Olivia kreeg de kans, opnieuw en voor de laatste keer, om met haar vriendin Bette Davis te acteren. Het filmen van “Hush… Hush, Sweet Charlotte” verliep in een vredige sfeer, want in tegenstelling tot Joan Crawford en Bette Davis, konden de Havilland en Davis, zoals altijd, goed met elkaar opschieten. Toen de film werd uitgebracht, trok hij vooral de aandacht vanwege zijn veteranencast, waartoe ook Joseph Cotten en Agnes Moorehead behoorden, co-sterren van “Citizen Kane” (1941). Olivia de Havilland werd in haar optreden door velen zelfs als aantrekkelijker dan Bette Davis genoteerd. In deze film speelt de Havilland Miriam Deering, de sluwe nicht van de vreemde rijke Charlotte Hollis (Miriam wordt ingeschakeld om Charlotte te helpen, die al bijna 40 jaar in afzondering leeft in een oud landhuis in Louisiana, geobsedeerd door het idee dat de geest van haar minnaar door het huis waart, waardoor iedereen om haar heen doodsbang is. Merkwaardig is het feit dat zowel Olivia als Bette in deze film een andere rol spelen dan vroeger: Bette, beroemd om haar rollen als sterke, vastberaden, of arrogante, en zelfs gemene vrouwen, speelde een lijdende vrouw, ongelukkig met de dood van haar geliefde, terwijl Olivia, vooral beroemd om haar vriendelijke, goedhartige karakters (een van de redenen waarom Bette Davis haar zelf liefkozend de bijnaam “Sweet Olivia” gaf), een achterdochtige vrouw speelde. De film was een kassucces en kreeg niet minder dan zeven Oscarnominaties. In 1965 werd ze de eerste vrouw die de jury van het filmfestival van Cannes voorzat.

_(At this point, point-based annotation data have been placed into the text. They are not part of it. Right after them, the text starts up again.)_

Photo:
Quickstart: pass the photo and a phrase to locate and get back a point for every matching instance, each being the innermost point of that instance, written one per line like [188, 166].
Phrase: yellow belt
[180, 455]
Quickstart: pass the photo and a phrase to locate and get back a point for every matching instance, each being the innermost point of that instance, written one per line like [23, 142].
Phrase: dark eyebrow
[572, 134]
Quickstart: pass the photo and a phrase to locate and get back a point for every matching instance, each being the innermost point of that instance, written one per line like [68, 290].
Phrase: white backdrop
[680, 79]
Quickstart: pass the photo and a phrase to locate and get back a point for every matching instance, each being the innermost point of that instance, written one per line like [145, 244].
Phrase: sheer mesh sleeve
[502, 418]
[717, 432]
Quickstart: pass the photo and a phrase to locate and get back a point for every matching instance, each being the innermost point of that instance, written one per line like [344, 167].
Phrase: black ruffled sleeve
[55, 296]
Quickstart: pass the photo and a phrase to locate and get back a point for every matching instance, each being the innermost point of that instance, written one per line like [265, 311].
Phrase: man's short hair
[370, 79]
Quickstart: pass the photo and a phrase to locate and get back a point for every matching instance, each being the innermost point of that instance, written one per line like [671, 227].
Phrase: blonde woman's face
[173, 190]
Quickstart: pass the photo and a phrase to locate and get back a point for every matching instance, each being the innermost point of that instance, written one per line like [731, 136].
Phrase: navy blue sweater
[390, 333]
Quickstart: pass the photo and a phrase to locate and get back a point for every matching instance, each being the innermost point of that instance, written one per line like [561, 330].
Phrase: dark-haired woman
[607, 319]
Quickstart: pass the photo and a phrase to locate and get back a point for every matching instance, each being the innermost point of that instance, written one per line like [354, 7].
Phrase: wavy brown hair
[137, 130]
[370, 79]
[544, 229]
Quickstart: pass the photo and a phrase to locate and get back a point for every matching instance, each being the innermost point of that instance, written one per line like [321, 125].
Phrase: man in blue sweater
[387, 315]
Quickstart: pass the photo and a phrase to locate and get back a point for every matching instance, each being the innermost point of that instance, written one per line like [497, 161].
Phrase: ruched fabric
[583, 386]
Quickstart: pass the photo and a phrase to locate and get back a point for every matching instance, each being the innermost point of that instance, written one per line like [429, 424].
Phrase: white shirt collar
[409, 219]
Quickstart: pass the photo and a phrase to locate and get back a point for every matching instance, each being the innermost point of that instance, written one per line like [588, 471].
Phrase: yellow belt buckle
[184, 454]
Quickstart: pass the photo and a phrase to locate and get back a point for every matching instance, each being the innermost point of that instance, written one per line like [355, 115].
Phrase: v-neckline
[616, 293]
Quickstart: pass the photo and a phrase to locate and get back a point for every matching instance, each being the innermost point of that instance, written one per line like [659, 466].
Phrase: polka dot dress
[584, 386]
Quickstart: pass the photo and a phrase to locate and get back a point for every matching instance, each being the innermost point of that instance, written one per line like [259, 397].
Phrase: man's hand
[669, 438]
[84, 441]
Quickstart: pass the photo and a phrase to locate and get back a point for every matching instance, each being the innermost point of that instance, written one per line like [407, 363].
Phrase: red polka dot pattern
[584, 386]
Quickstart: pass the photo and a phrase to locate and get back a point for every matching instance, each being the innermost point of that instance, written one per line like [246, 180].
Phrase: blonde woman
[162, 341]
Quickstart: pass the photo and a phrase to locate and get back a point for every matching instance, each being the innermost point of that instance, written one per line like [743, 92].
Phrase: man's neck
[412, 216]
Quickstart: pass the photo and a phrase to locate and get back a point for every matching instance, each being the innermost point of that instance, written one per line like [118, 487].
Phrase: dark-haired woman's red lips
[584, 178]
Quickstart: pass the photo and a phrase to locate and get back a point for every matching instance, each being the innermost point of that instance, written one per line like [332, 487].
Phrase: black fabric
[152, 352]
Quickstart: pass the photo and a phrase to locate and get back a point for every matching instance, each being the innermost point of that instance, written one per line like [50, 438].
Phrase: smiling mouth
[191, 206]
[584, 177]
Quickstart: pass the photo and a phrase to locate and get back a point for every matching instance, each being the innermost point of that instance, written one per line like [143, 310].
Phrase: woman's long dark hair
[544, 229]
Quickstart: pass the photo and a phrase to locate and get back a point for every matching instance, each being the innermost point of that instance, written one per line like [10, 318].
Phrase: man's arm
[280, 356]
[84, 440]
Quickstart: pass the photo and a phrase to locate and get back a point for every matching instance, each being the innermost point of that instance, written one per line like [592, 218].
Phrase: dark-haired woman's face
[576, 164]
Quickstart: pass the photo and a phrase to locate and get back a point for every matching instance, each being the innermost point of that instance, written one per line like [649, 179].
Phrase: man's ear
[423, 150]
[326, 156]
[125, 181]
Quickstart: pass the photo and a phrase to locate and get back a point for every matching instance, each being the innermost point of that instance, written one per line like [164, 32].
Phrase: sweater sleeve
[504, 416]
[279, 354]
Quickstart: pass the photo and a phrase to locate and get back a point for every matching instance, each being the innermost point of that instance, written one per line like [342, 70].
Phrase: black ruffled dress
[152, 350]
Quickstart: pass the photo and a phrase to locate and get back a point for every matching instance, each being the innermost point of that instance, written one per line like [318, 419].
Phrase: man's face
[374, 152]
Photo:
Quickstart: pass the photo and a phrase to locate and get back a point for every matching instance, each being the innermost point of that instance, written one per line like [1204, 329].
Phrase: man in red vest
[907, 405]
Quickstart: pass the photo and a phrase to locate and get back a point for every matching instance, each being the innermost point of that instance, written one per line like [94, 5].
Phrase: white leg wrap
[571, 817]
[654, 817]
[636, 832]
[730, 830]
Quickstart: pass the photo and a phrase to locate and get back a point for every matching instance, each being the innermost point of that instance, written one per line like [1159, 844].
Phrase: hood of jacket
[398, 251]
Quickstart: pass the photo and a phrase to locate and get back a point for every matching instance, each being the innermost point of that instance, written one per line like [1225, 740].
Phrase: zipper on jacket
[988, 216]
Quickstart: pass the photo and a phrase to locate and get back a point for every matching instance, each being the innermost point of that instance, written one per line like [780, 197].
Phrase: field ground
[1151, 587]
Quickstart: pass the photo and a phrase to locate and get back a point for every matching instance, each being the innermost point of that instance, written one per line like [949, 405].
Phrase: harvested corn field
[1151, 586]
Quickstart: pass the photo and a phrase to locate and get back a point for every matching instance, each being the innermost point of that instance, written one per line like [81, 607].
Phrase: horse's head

In de jaren tachtig werkte ze onder meer voor de Agatha Christie TV-film “It’s Easy to Kill” (1982), het drama “The Royal Romance of Charles and Diana” waarin ze Elizabeth, de koningin-moeder, speelde, en de ABC-miniserie “North and South, Book II” (1986). Haar optreden in de 1986 telefilm “Anastasia: The Mystery of Anna” als Keizerin Maria Feodorovna leverde haar een Golden Globe op voor Beste Bijrol in Televisie. In 1988 verscheen de Havilland in het HTV-romantische drama “The Woman He Loved” (dit was haar laatste schermoptreden.

1989-2017: Pensioen en eerbetoon

Zelfs na haar pensionering bleef de Havilland actief in de filmwereld. In 1998 reisde ze naar New York om een speciale vertoning van “Gone with the Wins” te helpen promoten. In 2003 verscheen ze als presentatrice bij de 75e Academy Awards en kreeg een lange staande ovatie bij haar entree. In 2004 produceerde Turner Classic Movies een retrospectief stuk genaamd “Melanie Remembers” waarin ze werd geïnterviewd voor de 65e verjaardag van de originele release van “Gone with the Wind”. In juni 2006 trad ze op bij hommages ter ere van haar 90e verjaardag in de Academy of Motion Picture Arts and Sciences en het Los Angeles County Museum of Art.

Op 17 november 2008 ontving de Havilland op 92-jarige leeftijd de National Medal of Arts, de hoogste onderscheiding die namens het volk van de Verenigde Staten aan een individuele kunstenaar wordt toegekend. De medaille werd haar overhandigd door president George W. Bush, die haar prees “voor haar overtuigende en meeslepende vaardigheid als actrice in haar rollen in Shakespeare’s Hermia en Margaret Mitchell’s Melanie. Haar onafhankelijkheid, integriteit en gratie zorgden voor creatieve vrijheid voor haar en haar collega-filmacteurs”. Het jaar daarop vertelde de Havilland de documentaire “I Remember Better When I Paint” (2009), een film over het belang van kunst bij de behandeling van de ziekte van Alzheimer.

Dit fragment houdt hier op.